Don’t get me wrong, I do love the festive season – turkey, mince pies, the Christmas edition of Radio Times, all that stuff – it’s just that it’s not the big deal it was when I was a kid.
Until this year, that is.
Actually, that’s not quite true. Over the past four years Christmas has gradually become increasingly meaningful. In 2007 we were still celebrating Isaac’s birth earlier in December. By 2008 he was adept enough to participate in the festivities in some small ways – ripping wrapping paper off, that sort of thing. The following Christmas Heather was 37 weeks pregnant with Toby and Zac understood enough to know that Christmas followed his birthday, meant a second round of presents, and was therefore something to be anticipated with great excitement. And by last year he had fully grasped the concept of Santa Claus and – geek boy that he is – was following the progress of the big man’s sleigh around the globe courtesy of the NORAD Santa Tracker. (Seriously, it’s brilliant.)
This year, of course, he was another big step further along in his comprehension. For the first time we gave him an Advent calendar and every morning he would bound down the stairs, open up the window pertaining to that particular day, scoff the chocolate inside it, and then replace the calendar without being tempted by any more windows.

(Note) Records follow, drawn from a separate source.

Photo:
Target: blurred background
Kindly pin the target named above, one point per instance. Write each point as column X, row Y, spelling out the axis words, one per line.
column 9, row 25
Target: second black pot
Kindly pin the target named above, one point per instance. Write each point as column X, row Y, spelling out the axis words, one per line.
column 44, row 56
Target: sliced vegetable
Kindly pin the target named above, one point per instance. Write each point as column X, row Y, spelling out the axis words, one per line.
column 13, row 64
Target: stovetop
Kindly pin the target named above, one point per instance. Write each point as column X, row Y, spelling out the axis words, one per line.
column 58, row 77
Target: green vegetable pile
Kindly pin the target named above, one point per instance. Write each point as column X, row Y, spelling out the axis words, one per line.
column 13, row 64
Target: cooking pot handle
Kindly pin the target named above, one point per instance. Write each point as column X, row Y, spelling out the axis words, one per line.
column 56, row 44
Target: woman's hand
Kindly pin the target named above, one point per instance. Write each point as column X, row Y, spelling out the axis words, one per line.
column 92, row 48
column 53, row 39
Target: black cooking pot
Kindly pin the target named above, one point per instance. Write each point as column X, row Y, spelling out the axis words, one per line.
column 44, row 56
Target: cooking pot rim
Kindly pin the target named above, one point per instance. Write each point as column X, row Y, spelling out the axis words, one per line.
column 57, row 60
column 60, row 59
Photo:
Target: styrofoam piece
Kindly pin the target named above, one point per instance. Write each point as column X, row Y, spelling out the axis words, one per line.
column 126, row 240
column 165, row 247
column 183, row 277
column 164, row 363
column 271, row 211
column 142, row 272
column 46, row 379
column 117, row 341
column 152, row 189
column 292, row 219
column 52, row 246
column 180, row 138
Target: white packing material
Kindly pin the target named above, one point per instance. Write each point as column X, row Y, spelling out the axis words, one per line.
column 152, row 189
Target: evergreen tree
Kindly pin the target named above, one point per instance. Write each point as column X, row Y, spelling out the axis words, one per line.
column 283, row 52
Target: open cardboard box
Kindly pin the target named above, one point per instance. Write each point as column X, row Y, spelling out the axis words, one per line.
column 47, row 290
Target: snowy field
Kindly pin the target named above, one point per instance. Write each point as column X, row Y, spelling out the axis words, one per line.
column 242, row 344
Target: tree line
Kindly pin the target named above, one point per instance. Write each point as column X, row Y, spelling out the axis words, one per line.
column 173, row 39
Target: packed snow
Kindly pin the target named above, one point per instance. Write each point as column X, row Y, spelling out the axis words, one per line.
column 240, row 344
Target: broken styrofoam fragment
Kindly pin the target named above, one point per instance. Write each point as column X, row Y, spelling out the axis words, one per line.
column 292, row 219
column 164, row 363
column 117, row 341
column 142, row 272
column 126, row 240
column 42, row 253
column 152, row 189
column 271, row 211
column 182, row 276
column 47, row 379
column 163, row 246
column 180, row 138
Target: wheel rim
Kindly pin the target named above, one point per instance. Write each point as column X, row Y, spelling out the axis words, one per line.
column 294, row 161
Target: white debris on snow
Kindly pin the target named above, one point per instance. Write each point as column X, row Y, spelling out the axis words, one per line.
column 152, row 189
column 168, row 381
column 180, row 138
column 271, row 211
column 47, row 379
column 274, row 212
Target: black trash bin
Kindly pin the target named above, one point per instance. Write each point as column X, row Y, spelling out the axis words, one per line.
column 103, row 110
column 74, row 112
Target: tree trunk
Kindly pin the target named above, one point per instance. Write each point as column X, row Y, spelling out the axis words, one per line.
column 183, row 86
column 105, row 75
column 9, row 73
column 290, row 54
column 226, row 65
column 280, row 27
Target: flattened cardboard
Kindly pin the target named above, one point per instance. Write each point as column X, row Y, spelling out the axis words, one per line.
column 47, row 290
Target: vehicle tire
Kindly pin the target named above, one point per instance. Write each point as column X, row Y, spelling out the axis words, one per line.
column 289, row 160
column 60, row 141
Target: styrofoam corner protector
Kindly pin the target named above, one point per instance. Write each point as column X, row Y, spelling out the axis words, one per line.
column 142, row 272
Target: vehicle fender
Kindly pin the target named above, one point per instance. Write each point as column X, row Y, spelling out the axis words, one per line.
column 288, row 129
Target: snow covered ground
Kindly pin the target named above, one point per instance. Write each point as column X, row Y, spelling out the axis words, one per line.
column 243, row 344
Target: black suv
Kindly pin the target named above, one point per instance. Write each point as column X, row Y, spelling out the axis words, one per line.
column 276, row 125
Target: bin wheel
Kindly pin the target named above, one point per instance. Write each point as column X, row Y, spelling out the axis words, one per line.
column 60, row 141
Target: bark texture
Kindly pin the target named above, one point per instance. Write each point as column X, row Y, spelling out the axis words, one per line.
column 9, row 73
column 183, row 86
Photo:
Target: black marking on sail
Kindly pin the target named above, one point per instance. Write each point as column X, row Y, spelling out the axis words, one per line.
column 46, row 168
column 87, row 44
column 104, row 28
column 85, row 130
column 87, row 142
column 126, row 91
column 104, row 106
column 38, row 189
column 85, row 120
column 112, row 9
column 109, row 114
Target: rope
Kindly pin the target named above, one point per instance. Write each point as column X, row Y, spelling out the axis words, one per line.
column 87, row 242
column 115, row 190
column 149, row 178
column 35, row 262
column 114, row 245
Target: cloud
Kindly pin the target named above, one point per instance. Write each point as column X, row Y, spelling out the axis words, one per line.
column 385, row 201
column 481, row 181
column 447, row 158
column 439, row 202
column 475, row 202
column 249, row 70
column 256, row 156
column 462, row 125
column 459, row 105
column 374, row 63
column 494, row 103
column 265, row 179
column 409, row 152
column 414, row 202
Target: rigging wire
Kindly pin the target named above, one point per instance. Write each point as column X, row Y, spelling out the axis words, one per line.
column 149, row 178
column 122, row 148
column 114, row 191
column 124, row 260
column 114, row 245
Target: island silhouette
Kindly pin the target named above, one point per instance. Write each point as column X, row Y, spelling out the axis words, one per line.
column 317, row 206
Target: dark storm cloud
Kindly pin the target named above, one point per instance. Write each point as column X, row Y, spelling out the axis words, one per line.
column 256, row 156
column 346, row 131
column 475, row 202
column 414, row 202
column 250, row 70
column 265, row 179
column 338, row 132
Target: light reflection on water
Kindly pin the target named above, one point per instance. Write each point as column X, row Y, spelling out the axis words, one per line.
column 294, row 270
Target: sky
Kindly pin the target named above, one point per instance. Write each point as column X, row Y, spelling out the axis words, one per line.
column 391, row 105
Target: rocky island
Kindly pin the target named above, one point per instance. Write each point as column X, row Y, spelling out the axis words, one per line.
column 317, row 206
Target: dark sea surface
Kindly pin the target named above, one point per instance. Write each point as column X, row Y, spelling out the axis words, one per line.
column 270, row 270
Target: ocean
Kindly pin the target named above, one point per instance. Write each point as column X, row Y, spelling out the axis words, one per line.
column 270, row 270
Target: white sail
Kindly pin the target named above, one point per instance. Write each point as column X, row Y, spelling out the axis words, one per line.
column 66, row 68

In that respect, he already shows a lot more self-restraint than either of his parents have ever possessed.
He was also especially concerned with ensuring Santa’s smooth entrance and egress. He insisted I remove the fire-guard so that the red-suited one wouldn’t have any problems emerging from our fireplace. And then he peered into our fire – we have a gas fire and no actual chimney – and immediately asked how Santa would get in because our fireplace was blocked. There are times our elder son is too smart for his own good, and I was relieved to be able to improvise a suitably plausible explanation to placate him. Next year, I suspect he will ask me whether Santa’s sleigh is environmentally friendly given the number of air miles he does, if he is in danger of contracting diabetes from all the mince pies he eats, and whether he is fit to be in charge of a high-speed vehicle after all those glasses of sherry/port/other intoxicant.
With Toby approaching his second birthday, he too became more actively involved in the Christmas experience. Both boys were hugely excited when I extracted the tree from the loft, and each of them contributed hugely to its decoration. Zac drew and wrote his own Christmas cards. Toby had his own little Christmas tree for the first time. Both of them lapped up the Christmas specials of their favourite TV programmes. (Thank God for CBeebies!)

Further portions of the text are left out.